In September 2006, having seen its share of the PC market slip behind archrival HP, computer maker Dell launched a high profile bid to reinvent itself.
The “Dell 2.0” campaign, as it was known, did not quickly stem the revenue decline the company was experiencing at the time, and then-CEO Kevin Rollins resigned just a few months after it was launched.
But the plan, roughly as it was laid out back then, is still underway. The company has bolstered its IT services arm – thanks to 2009’s $3.9 billion acquisition of Perot Systems – and added various technologies that move its product set up the “value chain” into data centre management, again through acquisition.
Meanwhile, it has continued to divest itself of its manufacturing operations, which were once its defining feature. In September 2010, for example, the European Union approved the sale of Dell’s Polish factory to Taiwanese electronics manufacturing company Foxconn.
One product of Dell’s repositioning is what it calls its Virtual Integrated Systems (VIS) architecture. This is a systems management tool suite, which the company says is designed to help customers manage mixed estates comprising virtual and physical servers.

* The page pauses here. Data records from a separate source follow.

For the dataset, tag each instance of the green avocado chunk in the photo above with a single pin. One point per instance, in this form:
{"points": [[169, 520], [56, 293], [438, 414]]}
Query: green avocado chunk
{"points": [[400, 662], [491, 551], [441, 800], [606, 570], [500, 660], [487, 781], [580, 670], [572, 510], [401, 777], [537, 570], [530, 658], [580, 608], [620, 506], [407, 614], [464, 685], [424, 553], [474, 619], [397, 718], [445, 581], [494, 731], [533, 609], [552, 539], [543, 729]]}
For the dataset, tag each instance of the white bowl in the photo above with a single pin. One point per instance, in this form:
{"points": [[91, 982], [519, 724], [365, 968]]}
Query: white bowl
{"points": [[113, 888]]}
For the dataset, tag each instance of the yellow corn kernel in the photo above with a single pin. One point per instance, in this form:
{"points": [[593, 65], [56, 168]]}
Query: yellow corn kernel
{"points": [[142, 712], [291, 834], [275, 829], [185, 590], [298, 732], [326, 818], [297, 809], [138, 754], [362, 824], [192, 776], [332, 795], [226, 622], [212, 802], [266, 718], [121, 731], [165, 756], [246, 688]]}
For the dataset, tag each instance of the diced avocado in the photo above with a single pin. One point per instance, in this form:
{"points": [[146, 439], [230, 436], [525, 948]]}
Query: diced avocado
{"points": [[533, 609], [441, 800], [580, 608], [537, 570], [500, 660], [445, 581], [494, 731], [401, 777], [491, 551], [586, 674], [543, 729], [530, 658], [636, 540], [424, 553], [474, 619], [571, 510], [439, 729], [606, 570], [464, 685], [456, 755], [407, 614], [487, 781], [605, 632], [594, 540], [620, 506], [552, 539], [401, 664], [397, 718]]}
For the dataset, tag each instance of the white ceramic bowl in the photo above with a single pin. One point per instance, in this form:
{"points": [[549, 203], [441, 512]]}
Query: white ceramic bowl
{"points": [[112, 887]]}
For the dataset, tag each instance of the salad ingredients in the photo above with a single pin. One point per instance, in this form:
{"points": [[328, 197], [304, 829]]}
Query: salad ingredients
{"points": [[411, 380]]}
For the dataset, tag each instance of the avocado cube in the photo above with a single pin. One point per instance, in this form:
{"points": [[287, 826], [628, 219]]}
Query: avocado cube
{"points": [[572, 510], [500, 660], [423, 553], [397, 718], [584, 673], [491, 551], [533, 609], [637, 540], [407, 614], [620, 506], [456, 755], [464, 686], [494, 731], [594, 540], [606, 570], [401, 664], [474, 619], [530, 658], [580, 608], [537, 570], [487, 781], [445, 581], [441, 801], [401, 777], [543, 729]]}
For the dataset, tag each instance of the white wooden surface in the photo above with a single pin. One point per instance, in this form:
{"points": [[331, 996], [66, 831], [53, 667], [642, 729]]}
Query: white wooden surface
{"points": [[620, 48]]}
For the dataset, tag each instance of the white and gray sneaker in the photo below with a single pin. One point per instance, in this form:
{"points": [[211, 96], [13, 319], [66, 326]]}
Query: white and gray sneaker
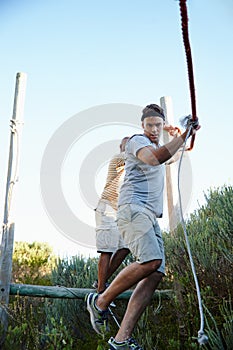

It comprises a server provisioning tool named Advanced Infrastructure Manager, based on technology from Dell acquisition Scalent and, as of September 2010, a self-service portal named Creator that allows business units to provision their own virtualised infrastructure. In future, Dell says, VIS will also include an automated capacity-planning tool named Director, although this has yet to be built.
With VIS, Dell is hoping to capitalise on customers’ need to overcome the system management issues associated with virtualisation, such as virtual server sprawl, and their desire to achieve the full flexibility of IT resources that virtualisation can in theory deliver.
There are two markets for VIS, says IDC analyst Chris Ingle. “One is among Dell customers who are going ahead with a virtualisation strategy, who already have [systems management suites] IBM Tivoli and HP OpenView and who want to bring the two things together,” he says. Scalent’s technology hooks into these systems and can therefore be used as a bridge for certain low-level management functions, Ingle says.
A larger opportunity, though, is among smaller organisations whose virtual infrastructure is growing, but that cannot afford the aforementioned, enterprise systems management software.
There are a number of challenges Dell faces in addressing this market, however. The first is that potential customers may not yet be aware that they need such a tool. “Companies often aren’t aware of problems such as virtual server sprawl, so they are not necessarily aware of the need for a solution,” says Ingle. “And those companies haven’t historically allocated much budget to systems management.”
Another problem is that Dell many not have the experience required to sell this kind of software, which typical involves a longer, more consultative sales process than a rack of servers, although the Perot acquisition will certainly help in this regard.
“Our research has found that customers are receptive to hearing about systems management software from Dell,” says Ingle. “But it will take a lot of work with their own people to change the mindset towards these longer-term opportunities.”
However, he adds, Dell’s recent financial woes – its annual revenues have fallen since 2008 – may be enough to motivate that work. “The issues they’ve had over the past few years has probably caused them to rethink their sales processes any way,” says Ingle.